Jovem ia se formar nos próximos meses
Sarah tinha uma orientação com os professores marcada para o último dia 24 (ela morreu no dia 23), e uma reunião com o professor agendada para o dia 26.
A entrega do TCC estava prevista para o dia 8 de fevereiro, e a defesa do trabalho ocorreria entre os dias 13 a 24 de fevereiro. A formatura ocorreria algumas semanas depois.
Ilha das Flores é espaço "em branco", dizia aluna
Ao longo do trabalho, o estudo de Sarah encontrou obstáculos, especialmente pela falta de dados sobre a Ilha das Flores.
"No processo de pesquisa, Sarah encontrou muitos desafios, sobretudo pela falta de dados e informações sobre a Ilha das Flores.
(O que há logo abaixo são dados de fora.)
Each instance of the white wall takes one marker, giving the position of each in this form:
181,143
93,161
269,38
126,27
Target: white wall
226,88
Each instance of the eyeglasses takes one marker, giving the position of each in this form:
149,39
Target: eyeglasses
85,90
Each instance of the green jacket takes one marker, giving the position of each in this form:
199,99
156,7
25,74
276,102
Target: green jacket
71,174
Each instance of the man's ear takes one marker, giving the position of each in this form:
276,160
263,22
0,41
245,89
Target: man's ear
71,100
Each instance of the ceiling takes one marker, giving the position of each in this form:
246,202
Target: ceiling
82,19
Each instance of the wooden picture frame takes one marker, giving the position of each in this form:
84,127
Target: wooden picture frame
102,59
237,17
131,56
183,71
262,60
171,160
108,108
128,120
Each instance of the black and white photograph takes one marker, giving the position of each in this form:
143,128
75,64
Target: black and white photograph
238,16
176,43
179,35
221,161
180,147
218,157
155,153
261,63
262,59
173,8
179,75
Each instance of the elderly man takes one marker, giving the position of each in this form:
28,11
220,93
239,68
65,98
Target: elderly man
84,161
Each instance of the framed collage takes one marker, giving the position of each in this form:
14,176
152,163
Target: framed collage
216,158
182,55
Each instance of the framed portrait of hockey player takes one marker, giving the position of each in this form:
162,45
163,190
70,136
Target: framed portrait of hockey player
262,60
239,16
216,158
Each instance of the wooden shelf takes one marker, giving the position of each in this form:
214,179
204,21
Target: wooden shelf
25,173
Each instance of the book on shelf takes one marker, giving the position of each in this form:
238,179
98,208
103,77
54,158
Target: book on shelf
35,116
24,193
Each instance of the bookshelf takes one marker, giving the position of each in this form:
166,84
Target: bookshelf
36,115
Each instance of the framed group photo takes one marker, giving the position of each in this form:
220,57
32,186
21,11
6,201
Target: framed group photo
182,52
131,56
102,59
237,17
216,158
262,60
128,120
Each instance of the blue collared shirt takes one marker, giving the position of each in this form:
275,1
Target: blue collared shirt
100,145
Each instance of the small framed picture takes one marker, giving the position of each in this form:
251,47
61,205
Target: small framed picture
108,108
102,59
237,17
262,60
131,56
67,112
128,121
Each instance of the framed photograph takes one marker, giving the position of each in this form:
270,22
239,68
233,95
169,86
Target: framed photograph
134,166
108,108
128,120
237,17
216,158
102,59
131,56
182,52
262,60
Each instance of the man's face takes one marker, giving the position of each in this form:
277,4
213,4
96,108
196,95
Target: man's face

Ela costumava apontar que esse espaço sempre aparecia "em branco", estando à margem dos mapeamentos de Porto Alegre. Mesmo assim ela elaborou uma caracterização muito consistente do território com base em imagens de satélite, reportagens e em pesquisa documental e bibliográfica", afirmam os docentes.
"Na etapa propositiva do TCC, Sarah apresentava uma fundamentação teórica e técnico-legal alinhada com o diagnóstico dos problemas e potencialidades da área. Ela buscou referências para embasar as soluções para gestão de risco, para promover uma regularização fundiária com uma ocupação rarefeita de urbanização. Também estava atenta às questões de conservação ambiental, junto das quais buscava alternativas para geração de renda, além da minimização dos impactos das inundações", pontuam.
Estudante inspirou professores
Os orientadores ressaltam o grande entendimento de Sarah sobre os problemas enfrentados na ilha. Eles destacam um material entregue por ela para a banca intermediária, em dezembro de 2023:
"As comunidades localizadas em áreas de inundação sofrem com a intensificação recente dos fenômenos ambientais, consequentes das catástrofes econômicas de um sistema que prioriza o lucro em relação a vida e a preservação do meio ambiente, revestidas de catástrofes ambientais e climáticas, que desabrigam grande parte da população de baixa renda, periférica e ribeirinha em todo o Brasil."
Os professores destacam a preocupação da aluna com as pessoas mais vulneráveis que moram na região:
"Destacamos que a preocupação da Sarah com estes dois temas importantes e muito interligados, as comunidades de baixa renda e as condições de espaços de vulnerabilidade ambiental, principalmente através de inundações, norteou a busca de orientações que lhe dessem subsídios e abertura para desenvolver sua pesquisa."
Em um resumo, Sarah buscava formas de ajudar a comunidade que vive em condição de vulnerabilidade no local, além de preservar o espaço. Sua jornada inspirou os docentes.
"Foi um processo de muito aprendizado. Aprendemos muito com a Sarah, ela nos desafiava a pensar numa arquitetura e urbanismo para todos", finalizam os professores.